Nach der Ankunft in Würzburg geht dann alles schief und „Lommbock“ wird endgültig zu einer Wiederholung von „Lammbock“ mit kleinsten Variationen, die „Lommbock“ zu einem etwas besseren Film machen. Denn jetzt hängen die Charaktere nicht mehr vollkommen im luftleeren Raum. Sie haben wenigstens einen Hauch von Biographie und sozialer Erdung. Sie haben sich in den vergangenen Jahren auch etwas verändert. Die einzelnen Szenen und Witze sind etwas pointierter; wobei Moritz Bleibtreus endlose pseudotiefsinnigen, absurd-abstrusen Weltbetrachtungen immer noch grandios sind. Im Rahmen des Kifferhumors, der mal wieder Programm ist und der immer noch deutlich von Kevin Smiths „Clerks“ und seinen entsprechenden Folgefilmen inspiriert ist.

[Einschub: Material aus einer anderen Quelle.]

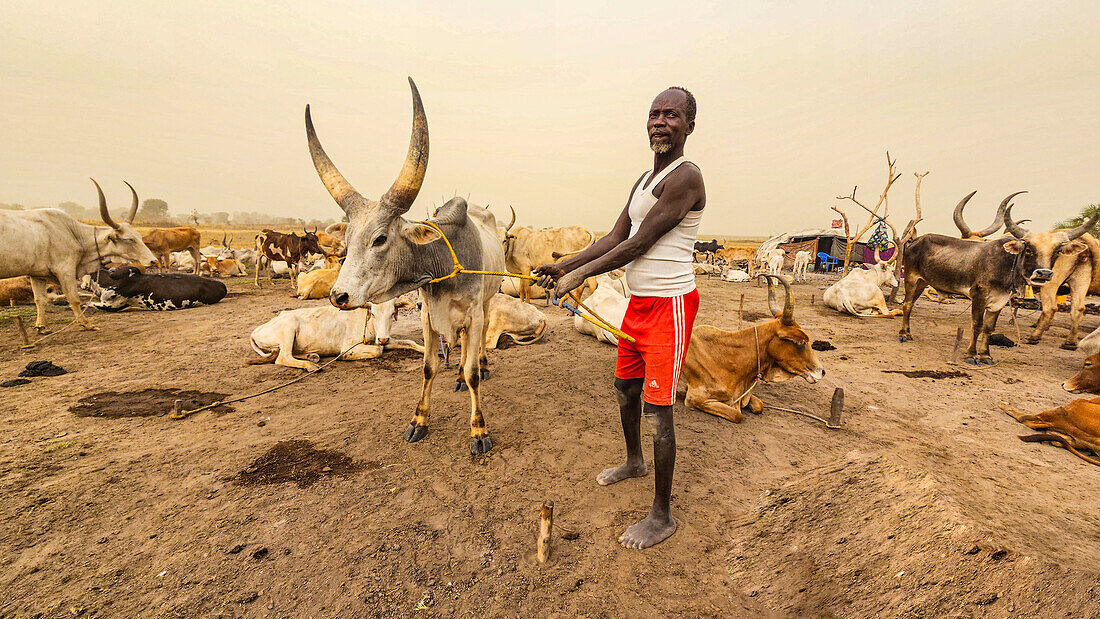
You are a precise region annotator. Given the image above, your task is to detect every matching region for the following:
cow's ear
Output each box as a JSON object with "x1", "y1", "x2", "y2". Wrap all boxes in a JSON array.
[
  {"x1": 402, "y1": 223, "x2": 442, "y2": 245},
  {"x1": 1062, "y1": 241, "x2": 1088, "y2": 256}
]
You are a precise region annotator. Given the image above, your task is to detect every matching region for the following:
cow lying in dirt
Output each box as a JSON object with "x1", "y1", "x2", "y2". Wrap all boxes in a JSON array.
[
  {"x1": 822, "y1": 262, "x2": 899, "y2": 318},
  {"x1": 248, "y1": 300, "x2": 424, "y2": 372},
  {"x1": 1001, "y1": 398, "x2": 1100, "y2": 465},
  {"x1": 677, "y1": 276, "x2": 825, "y2": 423},
  {"x1": 573, "y1": 274, "x2": 630, "y2": 346},
  {"x1": 485, "y1": 292, "x2": 547, "y2": 349},
  {"x1": 91, "y1": 266, "x2": 228, "y2": 311}
]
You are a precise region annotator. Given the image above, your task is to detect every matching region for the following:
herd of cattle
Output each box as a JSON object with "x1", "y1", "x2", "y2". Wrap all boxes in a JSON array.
[{"x1": 0, "y1": 80, "x2": 1100, "y2": 466}]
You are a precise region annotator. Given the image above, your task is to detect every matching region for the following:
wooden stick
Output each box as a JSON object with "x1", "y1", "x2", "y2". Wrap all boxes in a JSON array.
[
  {"x1": 538, "y1": 500, "x2": 553, "y2": 563},
  {"x1": 825, "y1": 387, "x2": 844, "y2": 428}
]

Auf eine tragfähige Geschichte wurde, wie schon bei „Lammbock“, zugunsten einer vor sich hinplätschernden Nummernrevue verzichtet. Auch der Humor bewegt sich durchgehend auf dem unwitzigen, peinlich bemühten „Lammbock“-Niveau. Nur dass es dieses Mal auch um Salafisten, YouPorn, Kindererziehung und drogenfreie Urinproben geht.

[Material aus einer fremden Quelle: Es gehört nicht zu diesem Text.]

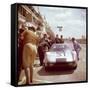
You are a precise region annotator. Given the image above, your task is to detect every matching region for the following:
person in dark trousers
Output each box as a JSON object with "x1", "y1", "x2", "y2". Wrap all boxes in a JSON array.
[
  {"x1": 17, "y1": 25, "x2": 24, "y2": 81},
  {"x1": 72, "y1": 38, "x2": 81, "y2": 60},
  {"x1": 60, "y1": 35, "x2": 64, "y2": 43},
  {"x1": 38, "y1": 34, "x2": 50, "y2": 66},
  {"x1": 55, "y1": 34, "x2": 60, "y2": 43},
  {"x1": 22, "y1": 26, "x2": 39, "y2": 85}
]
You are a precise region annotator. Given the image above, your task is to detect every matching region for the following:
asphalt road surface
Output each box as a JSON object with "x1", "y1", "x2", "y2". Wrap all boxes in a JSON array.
[{"x1": 19, "y1": 44, "x2": 86, "y2": 85}]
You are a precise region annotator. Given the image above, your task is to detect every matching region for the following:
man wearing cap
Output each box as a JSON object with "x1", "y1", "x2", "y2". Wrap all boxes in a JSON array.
[{"x1": 22, "y1": 23, "x2": 38, "y2": 84}]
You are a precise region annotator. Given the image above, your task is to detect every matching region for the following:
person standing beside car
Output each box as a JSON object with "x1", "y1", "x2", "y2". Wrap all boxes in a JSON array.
[
  {"x1": 72, "y1": 38, "x2": 81, "y2": 60},
  {"x1": 22, "y1": 26, "x2": 38, "y2": 84}
]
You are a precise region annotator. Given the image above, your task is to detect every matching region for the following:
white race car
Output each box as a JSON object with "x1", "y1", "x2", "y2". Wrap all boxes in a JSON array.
[{"x1": 44, "y1": 43, "x2": 77, "y2": 70}]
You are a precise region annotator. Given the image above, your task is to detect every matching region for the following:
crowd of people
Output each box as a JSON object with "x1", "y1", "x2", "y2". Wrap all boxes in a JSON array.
[{"x1": 18, "y1": 24, "x2": 81, "y2": 84}]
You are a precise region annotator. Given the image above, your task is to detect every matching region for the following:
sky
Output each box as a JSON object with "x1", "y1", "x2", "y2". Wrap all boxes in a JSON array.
[{"x1": 39, "y1": 7, "x2": 86, "y2": 38}]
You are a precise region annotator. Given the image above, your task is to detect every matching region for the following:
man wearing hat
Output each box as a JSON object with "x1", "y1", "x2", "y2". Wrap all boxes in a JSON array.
[{"x1": 22, "y1": 24, "x2": 39, "y2": 84}]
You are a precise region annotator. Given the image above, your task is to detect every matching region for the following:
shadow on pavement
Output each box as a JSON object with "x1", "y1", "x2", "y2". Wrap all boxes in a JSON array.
[{"x1": 37, "y1": 67, "x2": 74, "y2": 76}]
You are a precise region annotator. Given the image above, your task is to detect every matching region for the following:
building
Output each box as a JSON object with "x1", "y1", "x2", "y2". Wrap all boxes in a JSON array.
[{"x1": 18, "y1": 5, "x2": 43, "y2": 30}]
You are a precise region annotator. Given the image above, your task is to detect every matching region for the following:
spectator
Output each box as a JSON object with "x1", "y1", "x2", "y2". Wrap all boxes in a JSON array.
[
  {"x1": 55, "y1": 34, "x2": 60, "y2": 43},
  {"x1": 17, "y1": 24, "x2": 25, "y2": 81},
  {"x1": 38, "y1": 34, "x2": 50, "y2": 66},
  {"x1": 22, "y1": 26, "x2": 38, "y2": 84},
  {"x1": 60, "y1": 35, "x2": 64, "y2": 43},
  {"x1": 72, "y1": 38, "x2": 81, "y2": 60}
]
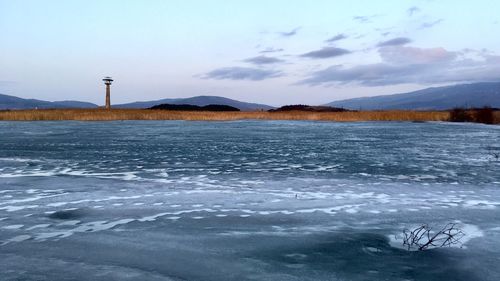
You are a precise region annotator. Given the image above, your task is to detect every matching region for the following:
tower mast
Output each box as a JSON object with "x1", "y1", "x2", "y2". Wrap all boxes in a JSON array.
[{"x1": 102, "y1": 77, "x2": 113, "y2": 109}]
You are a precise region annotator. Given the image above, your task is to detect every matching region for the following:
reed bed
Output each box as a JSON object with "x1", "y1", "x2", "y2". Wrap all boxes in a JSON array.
[{"x1": 0, "y1": 109, "x2": 454, "y2": 122}]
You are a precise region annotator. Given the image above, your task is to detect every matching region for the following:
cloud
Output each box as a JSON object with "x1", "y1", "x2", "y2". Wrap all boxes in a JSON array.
[
  {"x1": 259, "y1": 48, "x2": 284, "y2": 54},
  {"x1": 300, "y1": 47, "x2": 351, "y2": 59},
  {"x1": 352, "y1": 15, "x2": 379, "y2": 23},
  {"x1": 379, "y1": 46, "x2": 457, "y2": 65},
  {"x1": 325, "y1": 33, "x2": 348, "y2": 43},
  {"x1": 203, "y1": 67, "x2": 283, "y2": 81},
  {"x1": 420, "y1": 19, "x2": 444, "y2": 29},
  {"x1": 278, "y1": 27, "x2": 301, "y2": 37},
  {"x1": 299, "y1": 46, "x2": 500, "y2": 86},
  {"x1": 377, "y1": 37, "x2": 411, "y2": 47},
  {"x1": 406, "y1": 6, "x2": 420, "y2": 17},
  {"x1": 244, "y1": 56, "x2": 284, "y2": 65}
]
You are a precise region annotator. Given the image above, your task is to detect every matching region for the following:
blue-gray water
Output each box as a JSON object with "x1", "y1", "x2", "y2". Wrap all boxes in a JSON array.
[{"x1": 0, "y1": 121, "x2": 500, "y2": 280}]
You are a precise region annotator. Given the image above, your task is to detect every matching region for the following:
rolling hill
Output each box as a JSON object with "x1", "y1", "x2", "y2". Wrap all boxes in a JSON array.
[
  {"x1": 113, "y1": 96, "x2": 273, "y2": 111},
  {"x1": 0, "y1": 94, "x2": 97, "y2": 110},
  {"x1": 326, "y1": 82, "x2": 500, "y2": 110}
]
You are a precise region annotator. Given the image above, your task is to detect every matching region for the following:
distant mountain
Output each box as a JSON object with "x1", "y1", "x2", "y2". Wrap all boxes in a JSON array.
[
  {"x1": 0, "y1": 94, "x2": 97, "y2": 110},
  {"x1": 326, "y1": 82, "x2": 500, "y2": 110},
  {"x1": 149, "y1": 103, "x2": 240, "y2": 111},
  {"x1": 269, "y1": 104, "x2": 349, "y2": 112},
  {"x1": 112, "y1": 96, "x2": 274, "y2": 111}
]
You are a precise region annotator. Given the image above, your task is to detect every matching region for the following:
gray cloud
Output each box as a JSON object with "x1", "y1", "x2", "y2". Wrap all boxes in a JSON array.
[
  {"x1": 244, "y1": 56, "x2": 284, "y2": 65},
  {"x1": 278, "y1": 27, "x2": 301, "y2": 37},
  {"x1": 325, "y1": 33, "x2": 348, "y2": 43},
  {"x1": 406, "y1": 6, "x2": 420, "y2": 17},
  {"x1": 203, "y1": 67, "x2": 282, "y2": 81},
  {"x1": 299, "y1": 46, "x2": 500, "y2": 86},
  {"x1": 420, "y1": 19, "x2": 444, "y2": 29},
  {"x1": 377, "y1": 37, "x2": 411, "y2": 47},
  {"x1": 259, "y1": 47, "x2": 284, "y2": 54},
  {"x1": 300, "y1": 47, "x2": 351, "y2": 59},
  {"x1": 352, "y1": 15, "x2": 378, "y2": 23}
]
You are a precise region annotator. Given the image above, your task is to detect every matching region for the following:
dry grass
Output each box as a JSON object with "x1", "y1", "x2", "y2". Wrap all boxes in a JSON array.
[{"x1": 0, "y1": 109, "x2": 454, "y2": 122}]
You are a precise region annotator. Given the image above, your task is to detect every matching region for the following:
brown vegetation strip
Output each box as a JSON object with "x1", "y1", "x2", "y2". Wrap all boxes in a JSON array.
[{"x1": 0, "y1": 109, "x2": 456, "y2": 122}]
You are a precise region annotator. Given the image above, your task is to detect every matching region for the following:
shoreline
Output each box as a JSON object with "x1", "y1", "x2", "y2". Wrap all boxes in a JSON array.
[{"x1": 0, "y1": 109, "x2": 456, "y2": 122}]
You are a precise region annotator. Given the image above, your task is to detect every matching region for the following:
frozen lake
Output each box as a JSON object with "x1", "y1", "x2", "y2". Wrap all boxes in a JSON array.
[{"x1": 0, "y1": 121, "x2": 500, "y2": 281}]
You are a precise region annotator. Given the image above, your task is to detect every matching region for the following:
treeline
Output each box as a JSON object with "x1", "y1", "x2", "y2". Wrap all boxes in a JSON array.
[
  {"x1": 269, "y1": 104, "x2": 352, "y2": 112},
  {"x1": 450, "y1": 107, "x2": 500, "y2": 124},
  {"x1": 149, "y1": 103, "x2": 240, "y2": 111}
]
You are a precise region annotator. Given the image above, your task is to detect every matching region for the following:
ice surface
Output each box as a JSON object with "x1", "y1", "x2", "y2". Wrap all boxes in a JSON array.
[{"x1": 0, "y1": 121, "x2": 500, "y2": 280}]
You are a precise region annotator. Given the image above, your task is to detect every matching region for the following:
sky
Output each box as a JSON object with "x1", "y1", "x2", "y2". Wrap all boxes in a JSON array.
[{"x1": 0, "y1": 0, "x2": 500, "y2": 106}]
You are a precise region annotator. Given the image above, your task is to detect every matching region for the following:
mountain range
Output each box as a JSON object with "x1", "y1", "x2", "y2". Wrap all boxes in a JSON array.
[
  {"x1": 326, "y1": 82, "x2": 500, "y2": 110},
  {"x1": 113, "y1": 96, "x2": 274, "y2": 111},
  {"x1": 0, "y1": 82, "x2": 500, "y2": 111},
  {"x1": 0, "y1": 94, "x2": 97, "y2": 110}
]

Insofern funktioniert „Lommbock“ vor allem als rundherum ambitionsloser Fan-Service.

Lommbock (Deutschland 2017

Regie: Christian Zübert

Drehbuch: Christian Zübert

mit Lucas Gregorowicz, Moritz Bleibtreu, Louis Hofmann, Mavie Hörbiger, Alexandra Neldel, Wotan Wilke Möhring, Antoine Monot Jr., Melanie Winiger, Dar Salim

Länge: 106 Minuten

FSK: ab 12 Jahre

Hinweise

Facebook-Seite zum Film

Filmportal über „Lommbock“

Moviepilot über „Lommbock“

Wikipedia über „Lommbock“

Meine Besprechung von Christian Züberts „Ein Atem“ (Deutschland 2015)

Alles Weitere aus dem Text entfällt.